In April, Shoukry met Kenyan President Uhuru Kenyatta in Nairobi and handed him a message from Sisi.
Almost a month later, Egypt signed a defense cooperation pact with Kenya.
A short time later, Sisi paid a visit to Djibouti, the first by an Egyptian president.
Deep under these nascent alliances with Horn of Africa states are Egypt’s fears concerning the Grand Ethiopian Renaissance Dam, analysts said.
Egypt had negotiated with Ethiopia and Sudan over the multibillion-dollar hydroelectric dam for over a decade, but with no satisfactory results.
Cairo says it wants to secure its Nile water flow by signing a legally binding deal with Addis Ababa over the filling and the operation of the dam.
The United States, the African Union and the UN Security Council have been involved in attempts to convince Ethiopia to sign the deal. Nevertheless, none of these players succeeded in achieving the Egyptian goal.
Cairo is now trying to get Ethiopia’s prime allies, including China, to put pressure on Addis Ababa to sign the deal.
Some analysts said Cairo essentially turned its back to the continent following an attempt on the life of Egyptian President Hosni Mubarak in Addis Ababa in 1995.
Mubarak had just landed in the Ethiopian capital to attend an African Union summit when gunmen opened fire on his motorcade. He narrowly escaped with his life, but stopped attending African Union summits until his overthrow in 2011. Mubarak died at 91 in 2020.
“Egypt’s absence from the continent was very costly to it,” Fahmi said. “This absence gave the chance for Egypt’s rivals to occupy its place at all economic and political levels.”
Sisi has been working to reverse this policy, having paid a huge number of visits to African capitals.
He is also bringing interest in Africa to the heart of the Egyptian capital, having turned Cairo into a mecca for Africans through a large number of trade and investment fairs and conferences.
Somalia has been at the center of this interest. The Horn of Africa nation is of special importance to Egypt, given the effect security conditions in it have on navigation in the Red Sea and consequently the Suez Canal, security analysts said.
“Security conditions in Somalia are a matter of deep concern for Egypt,” retired Egyptian army Maj.
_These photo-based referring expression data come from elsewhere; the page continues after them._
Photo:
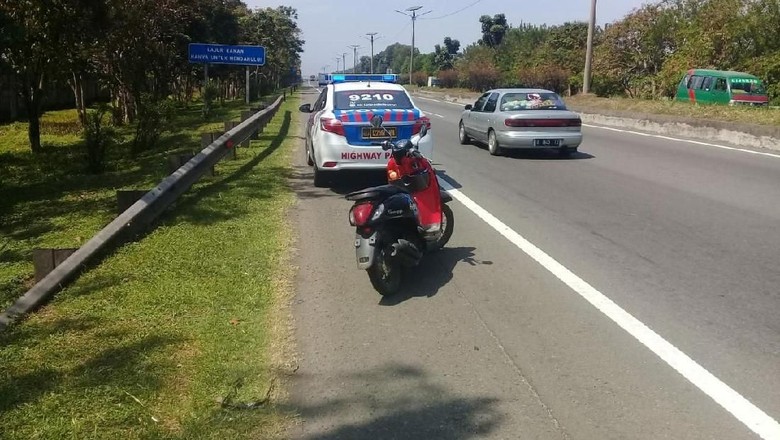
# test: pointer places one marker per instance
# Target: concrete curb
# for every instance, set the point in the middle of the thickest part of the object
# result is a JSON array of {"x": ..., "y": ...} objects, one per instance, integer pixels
[{"x": 737, "y": 134}]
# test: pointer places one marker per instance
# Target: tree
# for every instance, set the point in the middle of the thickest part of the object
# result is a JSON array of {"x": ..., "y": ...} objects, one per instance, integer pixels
[{"x": 493, "y": 29}]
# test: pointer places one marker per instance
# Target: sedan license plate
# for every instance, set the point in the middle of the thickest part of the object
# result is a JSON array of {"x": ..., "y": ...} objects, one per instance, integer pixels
[
  {"x": 547, "y": 142},
  {"x": 380, "y": 133}
]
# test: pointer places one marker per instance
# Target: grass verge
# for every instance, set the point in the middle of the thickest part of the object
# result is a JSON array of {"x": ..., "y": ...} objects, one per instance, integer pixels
[
  {"x": 48, "y": 200},
  {"x": 169, "y": 336}
]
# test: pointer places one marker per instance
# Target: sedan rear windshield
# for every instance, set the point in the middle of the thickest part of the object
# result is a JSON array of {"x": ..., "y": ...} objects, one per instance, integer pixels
[
  {"x": 370, "y": 99},
  {"x": 531, "y": 101}
]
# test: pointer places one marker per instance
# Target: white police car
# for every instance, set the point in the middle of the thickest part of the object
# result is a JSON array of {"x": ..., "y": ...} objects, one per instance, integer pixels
[{"x": 339, "y": 135}]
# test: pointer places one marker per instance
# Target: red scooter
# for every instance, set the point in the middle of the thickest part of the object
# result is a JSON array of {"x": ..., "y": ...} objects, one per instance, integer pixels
[{"x": 397, "y": 223}]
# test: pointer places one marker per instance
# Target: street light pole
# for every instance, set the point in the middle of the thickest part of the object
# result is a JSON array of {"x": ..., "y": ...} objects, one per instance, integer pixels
[
  {"x": 414, "y": 16},
  {"x": 589, "y": 50},
  {"x": 354, "y": 57},
  {"x": 371, "y": 35}
]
Gen. Nasr Salem told Al-Monitor. “These conditions have their effect on security in the Red Sea and the Suez Canal.”
The Suez Canal is viewed by Sisi’s administration as a present and future nerve center of the Egyptian economy.
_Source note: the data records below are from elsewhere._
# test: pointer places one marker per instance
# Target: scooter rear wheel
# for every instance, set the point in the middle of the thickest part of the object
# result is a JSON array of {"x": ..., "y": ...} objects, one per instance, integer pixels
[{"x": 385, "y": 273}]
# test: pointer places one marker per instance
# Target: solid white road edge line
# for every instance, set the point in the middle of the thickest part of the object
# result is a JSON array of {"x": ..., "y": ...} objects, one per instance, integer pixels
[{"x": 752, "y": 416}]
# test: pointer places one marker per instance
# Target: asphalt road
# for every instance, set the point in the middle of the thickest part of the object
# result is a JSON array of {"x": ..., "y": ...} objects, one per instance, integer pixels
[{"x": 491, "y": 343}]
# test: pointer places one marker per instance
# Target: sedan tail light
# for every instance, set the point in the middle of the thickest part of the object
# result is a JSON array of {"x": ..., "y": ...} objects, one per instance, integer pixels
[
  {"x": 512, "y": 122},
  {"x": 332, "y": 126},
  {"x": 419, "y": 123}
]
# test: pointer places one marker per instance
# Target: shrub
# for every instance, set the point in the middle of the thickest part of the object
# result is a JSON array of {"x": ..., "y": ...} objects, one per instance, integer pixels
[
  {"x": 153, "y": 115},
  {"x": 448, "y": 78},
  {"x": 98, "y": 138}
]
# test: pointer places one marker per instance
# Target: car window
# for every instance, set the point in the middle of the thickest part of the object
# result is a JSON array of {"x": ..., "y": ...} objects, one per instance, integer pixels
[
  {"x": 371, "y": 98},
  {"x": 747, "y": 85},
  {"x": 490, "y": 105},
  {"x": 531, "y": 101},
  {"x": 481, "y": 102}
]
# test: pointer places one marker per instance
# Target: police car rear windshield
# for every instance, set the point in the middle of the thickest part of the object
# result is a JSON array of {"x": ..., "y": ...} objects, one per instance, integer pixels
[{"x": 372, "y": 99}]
Egypt is apparently also employing soft power through Al-Azhar, the Cairo-based mosque and university that is seen as the world’s highest seat of Sunni Islamic learning, to draw Somalia into its orbit.
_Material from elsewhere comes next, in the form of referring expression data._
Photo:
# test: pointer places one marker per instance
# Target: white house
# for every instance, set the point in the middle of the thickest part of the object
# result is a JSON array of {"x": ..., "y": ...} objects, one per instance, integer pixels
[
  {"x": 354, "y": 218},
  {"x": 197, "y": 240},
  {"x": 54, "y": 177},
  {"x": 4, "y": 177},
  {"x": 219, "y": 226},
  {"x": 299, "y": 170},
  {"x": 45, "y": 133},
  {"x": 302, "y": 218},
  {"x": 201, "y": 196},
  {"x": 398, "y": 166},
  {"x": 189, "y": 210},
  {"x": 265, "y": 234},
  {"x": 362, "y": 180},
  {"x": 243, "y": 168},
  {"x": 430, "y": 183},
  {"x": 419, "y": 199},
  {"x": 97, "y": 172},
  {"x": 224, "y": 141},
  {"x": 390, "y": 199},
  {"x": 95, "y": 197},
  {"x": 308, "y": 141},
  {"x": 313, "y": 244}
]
The grand imam of Al-Azhar, Sheikh Ahmed al-Tayyeb, met Roble on Aug.17 and said Al-Azhar would offer whatever support needed by Somalia.
At present, 873 Somali students are enrolled in the various colleges of Al-Azhar University.
Al-Azhar also sends aid and preachers to Somalia to spread its moderate brand of Islam in it.
The Egyptian prime minister told Roble that his government would consider raising scholarships offered Somali students at Egyptian universities to 400 annually, instead of 200 at present.
Somalia also has specified a plot of land for the construction of an Egyptian embassy in Mogadishu. In February, Somalia appointed a new envoy to Cairo. Somalia’s previous ambassador to Egypt and the Arab League, Mohamed Wa’ays, died of COVID-19 in May 2020.
Still, the road to better relations between the two countries is far from an easy one, Somali analysts said. Egypt will face intense competition from regional rivals Qatar and Turkey as it tries to gain a foothold in Somalia.
Qatar and Turkey are investing heavily in the Horn of Africa state, including at the economic and security levels. “Both countries have presence in Somalia already, having offered Mogadishu a lot of support in the recent past,” Somali researcher Hudayfi Abdirahman told Al-Monitor.